Муравьёв продолжал читать. Но Бестужев опять остановил его:
– А что Серёжа, ты как думаешь, отец Пётр – честный человек?
– Честный.
– Что ж он всё врёт, что помилуют? О гонце слышал?
– Слышал.
– Зачем же врёт? Ведь никакого гонца не будет? Ты как думаешь, не будет, а? Серёжа, что ж ты молчишь?
По голосу его Муравьёв понял, что он готов опять расплакаться бесстыдно, как дети.
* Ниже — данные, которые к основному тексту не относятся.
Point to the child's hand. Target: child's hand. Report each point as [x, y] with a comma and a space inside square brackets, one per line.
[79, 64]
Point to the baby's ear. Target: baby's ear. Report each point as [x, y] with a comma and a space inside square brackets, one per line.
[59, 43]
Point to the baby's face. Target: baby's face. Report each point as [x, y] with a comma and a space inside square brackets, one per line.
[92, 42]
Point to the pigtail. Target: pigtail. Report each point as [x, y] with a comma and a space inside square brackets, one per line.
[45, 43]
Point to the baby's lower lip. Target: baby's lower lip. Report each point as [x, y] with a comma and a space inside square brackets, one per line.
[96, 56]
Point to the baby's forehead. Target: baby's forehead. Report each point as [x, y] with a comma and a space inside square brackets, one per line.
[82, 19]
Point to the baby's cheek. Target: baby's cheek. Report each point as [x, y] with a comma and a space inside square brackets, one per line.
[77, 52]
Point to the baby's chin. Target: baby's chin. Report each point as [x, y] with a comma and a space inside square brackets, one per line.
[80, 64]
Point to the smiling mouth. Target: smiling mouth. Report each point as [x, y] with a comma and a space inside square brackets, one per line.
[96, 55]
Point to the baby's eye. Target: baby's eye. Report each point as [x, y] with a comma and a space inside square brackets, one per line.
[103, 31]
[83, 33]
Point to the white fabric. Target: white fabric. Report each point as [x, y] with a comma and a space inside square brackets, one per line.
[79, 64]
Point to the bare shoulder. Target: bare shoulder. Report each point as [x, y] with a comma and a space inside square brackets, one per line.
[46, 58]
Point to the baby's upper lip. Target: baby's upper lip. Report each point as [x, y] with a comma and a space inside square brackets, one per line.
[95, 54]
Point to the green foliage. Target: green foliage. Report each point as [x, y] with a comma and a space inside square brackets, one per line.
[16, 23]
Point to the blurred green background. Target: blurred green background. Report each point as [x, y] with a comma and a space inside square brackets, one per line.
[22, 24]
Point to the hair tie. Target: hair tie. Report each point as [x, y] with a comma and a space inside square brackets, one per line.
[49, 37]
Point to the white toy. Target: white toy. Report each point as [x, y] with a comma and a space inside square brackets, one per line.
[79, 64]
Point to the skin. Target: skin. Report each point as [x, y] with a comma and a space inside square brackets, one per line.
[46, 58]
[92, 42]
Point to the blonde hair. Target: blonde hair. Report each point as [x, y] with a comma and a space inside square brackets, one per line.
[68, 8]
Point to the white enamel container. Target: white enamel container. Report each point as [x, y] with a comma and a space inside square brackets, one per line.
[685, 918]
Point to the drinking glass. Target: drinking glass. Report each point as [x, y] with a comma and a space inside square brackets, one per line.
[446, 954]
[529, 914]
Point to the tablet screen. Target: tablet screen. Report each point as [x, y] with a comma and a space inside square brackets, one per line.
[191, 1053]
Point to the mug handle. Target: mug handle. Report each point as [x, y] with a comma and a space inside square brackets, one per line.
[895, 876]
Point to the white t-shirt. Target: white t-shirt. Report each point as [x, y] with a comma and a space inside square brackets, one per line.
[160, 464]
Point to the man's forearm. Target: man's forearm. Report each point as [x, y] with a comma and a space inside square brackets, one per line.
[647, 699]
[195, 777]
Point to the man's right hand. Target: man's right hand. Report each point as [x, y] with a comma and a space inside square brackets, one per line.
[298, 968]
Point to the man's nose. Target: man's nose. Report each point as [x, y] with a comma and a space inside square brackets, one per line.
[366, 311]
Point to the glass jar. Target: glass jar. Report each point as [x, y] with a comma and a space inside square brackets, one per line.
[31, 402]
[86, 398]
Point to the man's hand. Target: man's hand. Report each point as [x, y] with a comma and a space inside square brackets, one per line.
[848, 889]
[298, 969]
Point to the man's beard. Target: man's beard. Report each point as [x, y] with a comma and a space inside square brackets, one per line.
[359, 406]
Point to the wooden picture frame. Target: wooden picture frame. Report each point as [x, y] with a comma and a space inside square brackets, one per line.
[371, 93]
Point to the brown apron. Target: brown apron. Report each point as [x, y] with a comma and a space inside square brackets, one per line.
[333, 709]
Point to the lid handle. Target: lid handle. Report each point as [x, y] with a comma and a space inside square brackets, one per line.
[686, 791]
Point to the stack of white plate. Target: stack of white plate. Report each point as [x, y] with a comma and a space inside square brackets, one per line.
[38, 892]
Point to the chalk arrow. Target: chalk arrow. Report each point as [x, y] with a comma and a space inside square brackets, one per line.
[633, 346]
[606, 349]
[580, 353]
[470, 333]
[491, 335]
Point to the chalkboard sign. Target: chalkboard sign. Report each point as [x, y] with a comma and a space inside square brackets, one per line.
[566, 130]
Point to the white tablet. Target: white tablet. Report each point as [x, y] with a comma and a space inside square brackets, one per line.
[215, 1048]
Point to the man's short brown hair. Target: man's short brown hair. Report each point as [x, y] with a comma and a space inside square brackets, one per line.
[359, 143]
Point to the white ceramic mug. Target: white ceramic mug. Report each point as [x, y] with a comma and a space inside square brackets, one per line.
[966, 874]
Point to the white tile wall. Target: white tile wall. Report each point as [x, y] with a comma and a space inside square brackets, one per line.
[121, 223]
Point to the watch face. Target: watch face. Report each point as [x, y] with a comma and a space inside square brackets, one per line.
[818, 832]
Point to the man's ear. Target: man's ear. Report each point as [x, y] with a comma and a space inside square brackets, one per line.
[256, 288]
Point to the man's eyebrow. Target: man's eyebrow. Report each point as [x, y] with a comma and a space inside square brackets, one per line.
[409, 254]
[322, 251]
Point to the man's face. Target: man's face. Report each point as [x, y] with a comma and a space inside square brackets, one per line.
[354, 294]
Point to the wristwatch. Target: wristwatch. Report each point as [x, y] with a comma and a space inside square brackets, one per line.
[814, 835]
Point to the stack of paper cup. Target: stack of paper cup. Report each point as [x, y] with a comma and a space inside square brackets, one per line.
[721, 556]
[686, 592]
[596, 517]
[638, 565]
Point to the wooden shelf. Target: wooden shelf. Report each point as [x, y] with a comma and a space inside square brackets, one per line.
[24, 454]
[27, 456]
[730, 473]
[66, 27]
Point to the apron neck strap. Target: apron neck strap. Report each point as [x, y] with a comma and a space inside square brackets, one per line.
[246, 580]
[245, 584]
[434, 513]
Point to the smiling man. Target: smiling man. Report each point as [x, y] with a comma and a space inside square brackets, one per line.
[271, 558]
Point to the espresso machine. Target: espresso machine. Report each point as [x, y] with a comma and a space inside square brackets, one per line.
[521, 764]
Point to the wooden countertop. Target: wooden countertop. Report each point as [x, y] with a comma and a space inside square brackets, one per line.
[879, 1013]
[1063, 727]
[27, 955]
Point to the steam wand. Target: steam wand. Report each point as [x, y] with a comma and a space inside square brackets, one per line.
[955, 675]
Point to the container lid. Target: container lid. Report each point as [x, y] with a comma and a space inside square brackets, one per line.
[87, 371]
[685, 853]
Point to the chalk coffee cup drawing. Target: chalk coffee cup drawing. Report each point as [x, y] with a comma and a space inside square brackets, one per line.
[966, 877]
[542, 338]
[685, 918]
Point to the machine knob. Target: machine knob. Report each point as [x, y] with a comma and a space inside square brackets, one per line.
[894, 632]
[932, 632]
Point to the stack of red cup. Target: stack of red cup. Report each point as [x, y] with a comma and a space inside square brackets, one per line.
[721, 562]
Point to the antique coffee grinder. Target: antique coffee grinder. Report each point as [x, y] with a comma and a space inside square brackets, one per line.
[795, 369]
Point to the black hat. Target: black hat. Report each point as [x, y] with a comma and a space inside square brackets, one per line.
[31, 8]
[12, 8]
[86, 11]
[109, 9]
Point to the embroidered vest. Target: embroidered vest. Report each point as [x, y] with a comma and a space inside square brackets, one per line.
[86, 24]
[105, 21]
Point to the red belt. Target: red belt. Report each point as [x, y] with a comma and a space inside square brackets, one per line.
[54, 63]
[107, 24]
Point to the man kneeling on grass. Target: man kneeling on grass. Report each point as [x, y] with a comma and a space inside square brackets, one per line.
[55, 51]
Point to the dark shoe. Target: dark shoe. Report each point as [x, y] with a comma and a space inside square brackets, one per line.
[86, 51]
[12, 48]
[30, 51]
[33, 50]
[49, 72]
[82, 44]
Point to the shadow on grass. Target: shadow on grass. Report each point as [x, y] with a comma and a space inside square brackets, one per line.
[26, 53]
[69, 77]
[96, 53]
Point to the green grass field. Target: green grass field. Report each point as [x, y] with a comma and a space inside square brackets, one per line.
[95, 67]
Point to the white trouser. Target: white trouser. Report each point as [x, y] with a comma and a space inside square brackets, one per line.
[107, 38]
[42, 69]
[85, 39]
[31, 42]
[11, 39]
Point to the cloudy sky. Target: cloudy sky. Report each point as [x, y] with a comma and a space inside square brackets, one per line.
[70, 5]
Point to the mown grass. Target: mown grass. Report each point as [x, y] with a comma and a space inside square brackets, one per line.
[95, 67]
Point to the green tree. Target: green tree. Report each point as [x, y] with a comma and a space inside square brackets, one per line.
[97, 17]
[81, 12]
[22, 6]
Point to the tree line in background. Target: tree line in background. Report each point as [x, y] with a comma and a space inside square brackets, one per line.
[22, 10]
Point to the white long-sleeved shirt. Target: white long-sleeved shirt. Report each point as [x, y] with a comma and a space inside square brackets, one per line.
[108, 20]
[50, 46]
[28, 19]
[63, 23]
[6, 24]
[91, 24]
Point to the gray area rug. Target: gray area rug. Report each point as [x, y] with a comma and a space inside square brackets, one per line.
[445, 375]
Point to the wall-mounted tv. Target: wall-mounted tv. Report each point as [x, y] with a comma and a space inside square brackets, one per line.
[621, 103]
Молчал – не знал, что делать: сказать ли правду, снять святой покров надежды или обмануть, пожалеть? Пожалел, обманул:
– Не знаю, Миша. Может быть, и будет гонец.
– Ну, ладно, читай! – проговорил Бестужев радостно. – Вот что прочти – Исайи-пророка, – помнишь, у тебя выписки.
Муравьёв стал читать:
– «И будет в последние дни:
Перекуют мечи свои на орала и копья свои – на серпы; не поднимет народ на народ меча, и не будут более учиться воевать.
Тогда волк будет жить вместе с ягнёнком. И младенец будет играть над норою аспида.
Не будут делать зла и вреда на всей святой горе Моей: ибо земля будет наполнена ведением Господа, как воды наполняют море.
И будет: прежде нежели они воззовут, Я отвечу; они ещё будут говорить, и Я уже услышу.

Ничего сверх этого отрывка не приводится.